Thank you for the response Sanne. It certainly seems like there's a bug somewhere... I'll try that TermVector.YES thing, have to figure out what that is and where to use it :). So here are some very strange things I noticed with Hibernate Search over the weekend. I'll start with more of my Name entity:
Code:
@Fields({@Field(boost = @Boost(2.0f)),
@Field(name = "firstPhonetic", analyzer = @Analyzer(definition = "phonetic"))})
private String first;
@Fields({@Field(name = "full", boost = @Boost(2.0f)),
@Field(name = "fullPhonetic", analyzer = @Analyzer(definition = "phonetic"))})
private String fullLowercase;
"first", and other fields like it, get indexed perfectly. For each person, there's a names.first that has a list of all the first names. But the odd thing is that full and fullPhonetic has a list of the full names TWICE! So for example, if a person has 2 names, "Susan Anthony" and "Bruce Willis". In the index will be "names.first:susan bruce". And in the index will also be "names.full:susan anthony susan anthony bruce willis bruce willis."
Now this doubling doesn't really cause too much of a problem... the term frequency for a matching term is always double what it should be of course, but otherwise not too big of a deal. However, that bug might have something to do with the far more damaging bug causing the scores to go out of whack. Why is this happening? We have 5 other fields with similar regular and phonetic indexes and the doubling problem doesn't occur. Only on the "full" and "fullPhonetic" fields are the values doubled. Unfortunately, those are our default fields to search on...
The only difference I can see between full and fullPhonetic versus first and firstPhonetic is that I name the full field. Could that be causing problems? This whole big scoring problem doesn't occur if I search for names.first:<first_name> names.last:<last_name>. So there's definitely something fishy going on with full and fullPhonetic...
In Luke, when I hit the "explain" button on the top search result for "names.full:bruce names.full:willis" I get the following.
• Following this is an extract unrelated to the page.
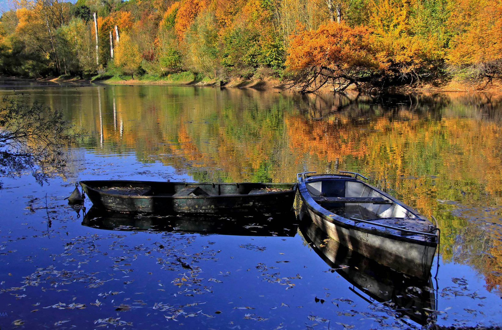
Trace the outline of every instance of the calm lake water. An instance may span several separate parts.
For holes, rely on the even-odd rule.
[[[4,82],[0,95],[60,109],[86,132],[43,185],[28,170],[1,178],[2,329],[502,324],[502,94]],[[80,180],[294,182],[337,170],[435,217],[430,281],[351,253],[292,211],[135,217],[64,199]]]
Note that there are 10 names for this top result, 6 of which contain the word bruce and ZERO of which contain the word willis.
Code:
1095709.8750 product of:
2191419.7500 sum of:
2191419.7500 weight(names.full:bruce in 3705465), product of:
0.7018 queryWeight(names.full:bruce), product of:
7.8596 idf(docFreq=11631, maxDocs=11084675)
0.0893 queryNorm
3122531.0000 fieldWeight(names.full:bruce in 3705465), product of:
3.4641 tf(termFreq(names.full:bruce)=12)
7.8596 idf(docFreq=11631, maxDocs=11084675)
114688.0000 fieldNorm(field=names.full, doc=3705465)
0.5000 coord(1/2)
Ranked #50 below this result we have this result with only 1 name of "willis bruce":
Code:
31.6756 sum of:
15.6013 weight(names.full:bruce in 3913601), product of:
0.7018 queryWeight(names.full:bruce), product of:
7.8596 idf(docFreq=11631, maxDocs=11084675)
0.0893 queryNorm
22.2302 fieldWeight(names.full:bruce in 3913601), product of:
1.4142 tf(termFreq(names.full:bruce)=2)
7.8596 idf(docFreq=11631, maxDocs=11084675)
2.0000 fieldNorm(field=names.full, doc=3913601)
16.0742 weight(names.full:willis in 3913601), product of:
0.7124 queryWeight(names.full:willis), product of:
7.9778 idf(docFreq=10334, maxDocs=11084675)
0.0893 queryNorm
22.5646 fieldWeight(names.full:willis in 3913601), product of:
1.4142 tf(termFreq(names.full:willis)=2)
7.9778 idf(docFreq=10334, maxDocs=11084675)
2.0000 fieldNorm(field=names.full, doc=3913601)
Clearly the big issue here is the fieldNorm value... it is an astronomical 3122531.0000 in the first result. What's going on with this fieldNorm? I just glanced at chapter 12 of Hibernate Search in Action and it's a bit vague on this. It seems to mostly be composed of lengthNorm which is "its effect is to decrease the scoring contribution of fields with many terms and to increase scoring for shorter fields." This seems to be having the exact opposite effect, but not really... again, the biggest factor in determining this score is how many names are in the Person's name collection... not necessarily how long those names are or how many words there are in each name. So my guess is this is something Hibernate Search is doing at index time to collections.